Extension:Memento

From mediawiki.org
MediaWiki extensions manual
Memento
Release status: beta
Implementation Data extraction, User interface
Description Performs content negotiation in the DateTime dimension.
Author(s) Harihar Shankar and Robert Sanderson (hariharshankartalk)
Latest version 1.0 (05/31/2012)
MediaWiki 1.19.0+
PHP 5.3.2+
License GPL
Download No link
Help Help:Extension:Memento
Example Dublin Core Wiki
Quarterly downloads 0

What can this extension do?

The idea of the Memento extension is it to make it as straightforward to access articles of the past as it is to access their current version.

The Memento framework allows you to see versions of articles as they existed at some date in the past. All you need to do is enter a URL of an article in your browser and specify the desired date in a browser plug-in. This way you can browse the Web of the past. What the Memento extension will present to you is a version of the article as it existed on or very close to the selected date. Obviously, this will only work if previous (archived) versions are available on the Web. Fortunately, MediaWiki is a Content Management System which implies that it maintains all revisions made to an article.

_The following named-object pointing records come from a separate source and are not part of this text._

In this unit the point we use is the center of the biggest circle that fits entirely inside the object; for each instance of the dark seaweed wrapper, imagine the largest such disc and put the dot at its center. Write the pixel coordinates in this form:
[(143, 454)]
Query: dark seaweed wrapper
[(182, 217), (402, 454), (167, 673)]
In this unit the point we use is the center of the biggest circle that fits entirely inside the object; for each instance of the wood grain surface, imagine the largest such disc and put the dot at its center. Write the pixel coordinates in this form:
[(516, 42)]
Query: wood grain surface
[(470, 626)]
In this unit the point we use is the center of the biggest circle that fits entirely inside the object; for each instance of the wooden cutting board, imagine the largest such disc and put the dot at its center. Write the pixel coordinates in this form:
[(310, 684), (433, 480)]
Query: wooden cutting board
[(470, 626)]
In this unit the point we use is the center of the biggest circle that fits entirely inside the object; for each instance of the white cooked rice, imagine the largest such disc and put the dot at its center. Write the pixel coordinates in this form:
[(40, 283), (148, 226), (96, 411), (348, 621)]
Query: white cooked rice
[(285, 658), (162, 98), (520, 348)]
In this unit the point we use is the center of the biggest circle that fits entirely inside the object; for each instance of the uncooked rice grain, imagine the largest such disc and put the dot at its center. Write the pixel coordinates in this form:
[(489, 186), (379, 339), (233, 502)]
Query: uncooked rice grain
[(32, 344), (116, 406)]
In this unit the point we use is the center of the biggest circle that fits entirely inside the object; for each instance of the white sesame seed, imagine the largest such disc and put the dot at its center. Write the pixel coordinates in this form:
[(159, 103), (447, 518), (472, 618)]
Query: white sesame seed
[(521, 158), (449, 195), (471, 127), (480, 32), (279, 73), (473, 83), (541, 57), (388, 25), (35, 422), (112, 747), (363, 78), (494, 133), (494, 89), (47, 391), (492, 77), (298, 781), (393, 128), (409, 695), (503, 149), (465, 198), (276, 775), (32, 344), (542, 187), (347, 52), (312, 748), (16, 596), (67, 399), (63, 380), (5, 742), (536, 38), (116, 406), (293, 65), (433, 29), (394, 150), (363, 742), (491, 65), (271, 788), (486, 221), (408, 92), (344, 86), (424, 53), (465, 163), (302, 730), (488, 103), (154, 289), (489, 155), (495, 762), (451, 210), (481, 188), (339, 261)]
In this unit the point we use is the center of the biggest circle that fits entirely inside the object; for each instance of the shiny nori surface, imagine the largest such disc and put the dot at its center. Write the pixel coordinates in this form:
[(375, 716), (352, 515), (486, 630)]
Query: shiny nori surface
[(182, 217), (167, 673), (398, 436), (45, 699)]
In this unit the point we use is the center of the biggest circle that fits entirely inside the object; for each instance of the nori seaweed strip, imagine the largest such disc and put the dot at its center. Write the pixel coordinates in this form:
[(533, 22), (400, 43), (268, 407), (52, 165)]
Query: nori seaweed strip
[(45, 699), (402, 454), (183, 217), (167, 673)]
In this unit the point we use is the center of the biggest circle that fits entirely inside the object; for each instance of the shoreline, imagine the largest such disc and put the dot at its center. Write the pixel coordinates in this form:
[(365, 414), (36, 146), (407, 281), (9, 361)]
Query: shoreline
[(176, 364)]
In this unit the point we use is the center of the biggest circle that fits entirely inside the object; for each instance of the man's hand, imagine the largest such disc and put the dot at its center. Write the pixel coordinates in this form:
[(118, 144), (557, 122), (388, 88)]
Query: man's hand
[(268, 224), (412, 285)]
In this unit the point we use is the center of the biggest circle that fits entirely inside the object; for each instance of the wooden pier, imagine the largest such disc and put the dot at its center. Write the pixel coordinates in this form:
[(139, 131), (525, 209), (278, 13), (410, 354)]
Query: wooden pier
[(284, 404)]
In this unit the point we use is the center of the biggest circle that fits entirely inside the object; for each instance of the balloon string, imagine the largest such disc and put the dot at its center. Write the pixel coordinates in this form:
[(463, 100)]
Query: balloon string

This extension leverages this archiving functionality and provides native Memento support for MediaWiki.

Use Cases

Users often wish to see versions of resources both before and after certain events, for example, the page about Michael Jackson both before and after his death, or follow the evolution of the description of the TSA's approach to air travel security since 2001.

Additionally, editors can benefit from Memento access to see where the hot spots of activity are, and the differences before and after editing wars.

By exposing Memento TimeGates and giving HTTP access to versions, MediaWiki allows for easy access to software agents to perform time series analysis of its resources, either by extracting information from the article (text mining, data extraction, etc) or from the upcoming data platform Wikidata. As the information may change many times, allowing fine grained access is extremely valuable compared to the DBPedia implementation[1].

How Memento Works

This extension accesses older articles by implementing support for the Accept-Datetime HTTP header to perform content negotiation in the date-time dimension, built on the principles of RFC 2295 [2]. This enables MediaWiki to be used as a web archive[3]. The IETF Memento Internet Draft provides complete technical information about the Memento framework.

The extension works in two simple steps:

  • When an article is requested by a client, this extension will return the URL to a TimeGate in the HTTP Link header.
  • Upon navigating to the TimeGate, it redirects the client to the version of the requested resource that was the live version at the date-time expressed.

The date-time should be expressed as a value of the Accept-Datetime HTTP header. The MementoFox Firefox Extension can be used to set this date-time value and browse the past web, thus making your web browser a time machine.

This plug-in uses the same handlers as MediaWiki to connect to the database. Hence all the existing database permissions and page access permissions are honored. This plug-in only uses a 'DB_SLAVE' database connection, which means that the database connection can only read from the tables. Therefore, this plug-in makes no changes to the data in the wiki.

Download instructions

  • Unzip the file memento.zip to your MediaWiki extensions folder.

Installation

To install this extension, add the following to LocalSettings.php:

    require_once "$IP/extensions/memento/memento.php";

Note: $IP stands for the root directory of your MediaWiki installation, the same directory that holds LocalSettings.php.

Configuration parameters

Optional: Use this variable to indicate the number of mementos should be returned for an article by the TimeMap. The default value is 500.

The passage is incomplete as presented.